The record is added, but DNSSEC does not work. Any tips how to fix this?

SYSTEM INFORMATION
OS type and version	CentOS-7
Webmin version	1.990
Virtualmin version	6.17 Pro
Related packages	bind-9.11.4-26.P2.el7_9.9.x86_64

kgit · March 7, 2022, 8:36pm

I have downgraded webmin to version 1.984, this version is working fine and has no errors.

beat · March 8, 2022, 12:11am

I have exactly the same issue with Webmin 1.990 (on Ubuntu 20.04 latest).

Downgrading to 1.984 also fixed the issue too. Thank you @kgit for sharing your solution! really saved my day!

@Joe Is this a regression in Webmin 1.990 ?

Note: Since the upgrade to 1.990, we also experienced some SASL IMAP login authentication errors (that triggered a ban) from one of our IP addresses, but it may be unrelated to webmin and version upgrade, just wanted to inform here while writing about a regression. We will now monitor with 1.983. Any clues ?

keenmouse · March 9, 2022, 8:20pm

EDIT: Never mind, figured it out.

How do you downgrade?

beat · March 9, 2022, 8:48pm

I did it in aptitude, selecting webmin, then hitting return, going down to the version to downgrade to, then hit + and 2 times g.

However, since then I need to be careful to not automatically re-upgrade as I don’t want to fix the version forever to the downgraded version.

apt-mark hold webmin

will then keep it (until unholding it) at that version.

But I want to upgrade to next one that hopefully fixes this big issue ( @Joe @Jamie ?)

1cloud · March 10, 2022, 12:37pm

Same problem, Ubuntu.

You can downgrade with - sudo apt install webmin=1.984 -y --allow-downgrades

Or use: apt policy webmin - if you’re wanting to roll back further to see other available packages.

I’m not sure if it’s related or not, but the 1.990 update may have done more damage to BIND than just the resigning of DNSSEC records?

keenmouse · March 10, 2022, 5:24pm

Just discovered that you can do this instead of having to manually keep track of when the next version comes out and unholding it:

aptitude forbid-version webmin=1.990

1cloud · March 10, 2022, 6:08pm

Feature suggestion: If packages are deselected within the update menu, they should remain this way, or at least have the option to omit in future?

1cloud · March 10, 2022, 6:40pm

The 1.990 update either 80% broke BIND or I had an issue with DNS poisoning too, the later’s probably more likely.
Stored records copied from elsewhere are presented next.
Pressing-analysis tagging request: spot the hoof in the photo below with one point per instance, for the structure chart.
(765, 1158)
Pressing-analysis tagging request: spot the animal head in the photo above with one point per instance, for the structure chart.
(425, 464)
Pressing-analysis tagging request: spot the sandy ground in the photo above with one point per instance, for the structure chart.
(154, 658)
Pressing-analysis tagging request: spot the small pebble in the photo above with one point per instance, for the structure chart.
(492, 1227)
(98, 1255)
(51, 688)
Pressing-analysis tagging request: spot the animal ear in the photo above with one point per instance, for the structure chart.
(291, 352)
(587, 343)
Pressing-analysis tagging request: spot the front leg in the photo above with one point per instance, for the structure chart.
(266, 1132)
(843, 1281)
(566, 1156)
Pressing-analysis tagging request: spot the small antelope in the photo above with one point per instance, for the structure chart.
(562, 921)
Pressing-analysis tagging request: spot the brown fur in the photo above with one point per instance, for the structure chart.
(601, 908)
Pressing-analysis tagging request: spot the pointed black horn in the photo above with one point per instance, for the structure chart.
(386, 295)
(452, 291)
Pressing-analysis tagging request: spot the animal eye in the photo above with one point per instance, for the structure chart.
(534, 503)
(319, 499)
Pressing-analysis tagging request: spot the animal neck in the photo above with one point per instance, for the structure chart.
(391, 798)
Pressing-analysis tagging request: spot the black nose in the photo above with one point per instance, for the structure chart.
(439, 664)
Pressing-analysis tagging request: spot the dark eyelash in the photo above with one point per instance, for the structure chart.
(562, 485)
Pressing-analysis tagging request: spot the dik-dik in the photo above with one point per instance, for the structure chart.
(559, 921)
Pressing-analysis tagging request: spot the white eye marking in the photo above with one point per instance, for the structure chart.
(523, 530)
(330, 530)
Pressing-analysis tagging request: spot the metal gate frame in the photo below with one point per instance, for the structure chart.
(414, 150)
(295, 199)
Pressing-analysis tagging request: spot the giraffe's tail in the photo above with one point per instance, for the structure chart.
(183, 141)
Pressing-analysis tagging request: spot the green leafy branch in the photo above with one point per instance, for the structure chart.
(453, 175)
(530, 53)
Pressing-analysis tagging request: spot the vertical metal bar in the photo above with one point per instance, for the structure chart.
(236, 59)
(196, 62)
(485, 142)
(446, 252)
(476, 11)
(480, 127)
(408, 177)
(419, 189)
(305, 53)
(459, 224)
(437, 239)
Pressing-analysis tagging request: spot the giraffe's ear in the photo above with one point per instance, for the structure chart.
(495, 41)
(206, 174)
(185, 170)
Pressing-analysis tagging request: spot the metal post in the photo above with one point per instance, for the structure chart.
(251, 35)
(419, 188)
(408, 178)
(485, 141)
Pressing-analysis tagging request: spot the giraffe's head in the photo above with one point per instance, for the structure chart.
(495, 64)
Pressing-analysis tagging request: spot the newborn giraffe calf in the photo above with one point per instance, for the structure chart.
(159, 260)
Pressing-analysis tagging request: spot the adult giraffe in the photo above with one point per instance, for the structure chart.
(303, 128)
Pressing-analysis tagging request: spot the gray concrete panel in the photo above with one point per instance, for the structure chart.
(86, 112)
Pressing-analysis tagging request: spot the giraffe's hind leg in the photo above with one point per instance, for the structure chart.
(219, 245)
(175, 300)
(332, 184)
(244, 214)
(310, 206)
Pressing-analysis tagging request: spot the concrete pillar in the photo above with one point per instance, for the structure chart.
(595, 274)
beat · March 10, 2022, 6:49pm

aptitude forbid-version webmin=1.990


Cool! Nice! Thank you! Just a note: It works fine with `aptitude`, but not with `apt upgrade` that doesn't take the forbid-version setting into account.

keenmouse · March 10, 2022, 7:50pm

Ah, thanks. This was a good intro to aptitude for me. I think I’ll continue to use it.

keenmouse · March 11, 2022, 6:29pm

This issue has been reported as Webmin bug #5552.

Jamie · March 11, 2022, 7:48pm

FYI, there is a fix for this issue in the Webmin bug Webmin / Bugs / #5552 Fatal error signing DNS zone

1cloud · March 11, 2022, 8:53pm

This alone isn’t enough to break BIND DNS altogether right, it would only effect DNSSEC chain validation?

system · March 19, 2022, 8:53pm

This topic was automatically closed 8 days after the last reply. New replies are no longer allowed.